Kazak radiation victim's paintings donated to museum

Aug. 5, Kyodo - Paintings by a Kazak girl suffering from deformities caused by exposure to radiation from nuclear bomb tests were donated to the Peace Memorial Museum in Hiroshima on Thursday.

Twelve works by Renata Izmailova, 17, who is only 82 centimeters tall and weighs 14 kilograms, were handed over to museum director Minoru Hataguchi by her father, Feat Izmailov, 47, who was in Hiroshima to take part in an international antinuclear conference.

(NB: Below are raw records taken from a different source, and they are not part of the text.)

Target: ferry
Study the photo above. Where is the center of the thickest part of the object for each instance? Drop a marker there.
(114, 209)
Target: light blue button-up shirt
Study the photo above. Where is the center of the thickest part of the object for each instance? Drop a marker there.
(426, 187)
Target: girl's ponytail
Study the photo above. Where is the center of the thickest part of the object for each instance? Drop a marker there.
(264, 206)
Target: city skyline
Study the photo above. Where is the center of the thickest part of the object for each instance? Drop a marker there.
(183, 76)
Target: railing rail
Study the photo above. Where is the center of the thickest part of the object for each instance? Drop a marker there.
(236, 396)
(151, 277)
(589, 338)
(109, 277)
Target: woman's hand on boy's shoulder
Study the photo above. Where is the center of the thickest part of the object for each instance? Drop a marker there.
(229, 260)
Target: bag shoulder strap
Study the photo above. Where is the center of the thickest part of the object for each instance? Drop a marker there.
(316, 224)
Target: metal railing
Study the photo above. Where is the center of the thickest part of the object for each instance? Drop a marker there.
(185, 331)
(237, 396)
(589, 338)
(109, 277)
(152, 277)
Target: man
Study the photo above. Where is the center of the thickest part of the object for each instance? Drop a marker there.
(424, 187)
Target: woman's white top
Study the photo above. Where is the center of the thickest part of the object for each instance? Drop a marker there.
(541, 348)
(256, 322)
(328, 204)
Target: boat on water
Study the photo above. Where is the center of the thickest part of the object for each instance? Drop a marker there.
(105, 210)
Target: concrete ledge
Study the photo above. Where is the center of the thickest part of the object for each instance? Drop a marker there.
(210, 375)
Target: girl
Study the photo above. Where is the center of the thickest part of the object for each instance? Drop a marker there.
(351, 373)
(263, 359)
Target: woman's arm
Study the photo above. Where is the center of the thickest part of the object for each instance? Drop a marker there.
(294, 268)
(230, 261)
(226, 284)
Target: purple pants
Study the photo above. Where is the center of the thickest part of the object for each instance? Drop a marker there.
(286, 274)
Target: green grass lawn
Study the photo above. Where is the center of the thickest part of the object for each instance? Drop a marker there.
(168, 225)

The family is from the Semipalatinsk region of Kazakstan. The former Soviet Union conducted about 500 nuclear tests from 1949 to 1989 at a test site in the region without informing residents. About 300,000 local people have developed illnesses as a result of being exposed to radiation released during the tests.

Izmailov told Hataguchi that his daughter used her two functioning fingers to paint the scenes of forests, mountains and grassy plains in the hope that such nature would continue to be preserved.

Hataguchi, who himself was exposed to radiation as a fetus during the 1945 atomic bombing, said he sympathized with Renata. He said her pictures would ''give museum visitors courage to live.''

The museum, which displays artifacts showing devastation by the 1945 bombing, held an exhibition in May of photographs of people affected by radiation in Semipalatinsk.

Izmailov also donated one of Renata's paintings to Hiroshima Mayor Tadatoshi Akiba later in the day.